On June 7th, from 14:18 to 14:26 UTC, users of our largest Channels cluster, MT1, experienced a major outage with the publish API.
We are currently investigating a resolution for the root cause of this issue. As this was a significant incident, it is important that we are as accurate as possible when reporting to you and for now we are assessing the total impact of the underlying issues of this incident.
Below, we give a short summary of the specific incident that occurred between 14:18 to 14:26 on June 7th. We will follow up with more details of the underlying issue and wider impact as soon as possible.
All times are in UTC
At 13:49 1 shard out of 6 became unavailable and delivery of messages started getting delayed.
Between 13:54 and 13:57 publish requests targeting this shard were failing. This amounted to up to 0.13% of the total publish requests.

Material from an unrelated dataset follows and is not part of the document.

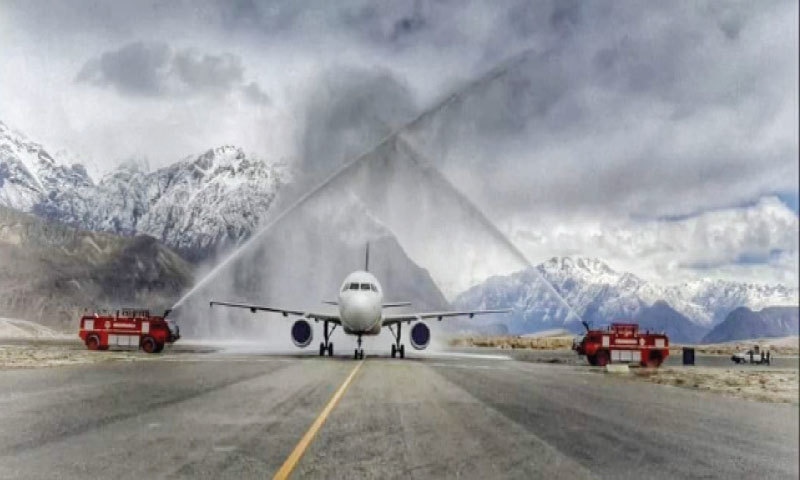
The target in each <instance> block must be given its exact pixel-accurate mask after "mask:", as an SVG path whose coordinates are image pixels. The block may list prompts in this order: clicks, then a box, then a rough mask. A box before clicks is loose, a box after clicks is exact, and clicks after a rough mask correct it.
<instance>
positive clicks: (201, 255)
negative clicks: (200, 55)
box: [35, 146, 289, 259]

At 14:10 an engineer was paged. The engineer identified the problematic shard. The root cause was identified as a Redis instance with high memory usage.
At 14:16 an engineer triggered a failover of the problematic Redis instance. This process was expected to complete within seconds, but because of a high data volume the replication took minutes.
Between 14:16 and 14:26 the API servers responsible for publishing were unable to connect to the failing Redis shard. This triggered a health check to fail and the kubernetes scheduler to restart the pods. However, the pods could not start while the shard was unavailable. This caused publishing to be completely unavailable.
At 14:26 the Redis failover procedure completed and the incident was resolved.
2 independent issues caused this issue to escalate:
The former issue is part of a wider problem which we have identified and are working to resolve. We are still assessing the total impact of this issue, but we are aware that it was caused by a specific pattern of inappropriate usage that we had not anticipated and failed to safeguard against. We will follow up with further details once we have finished our investigation and put full mitigations in place.
The latter issue caused publishing to become completely unavailable where it was initially limited to 1/6th of channels on the mt1 cluster. We are currently working on a fix for this, which will allow the service to continue in the event of a partial failure.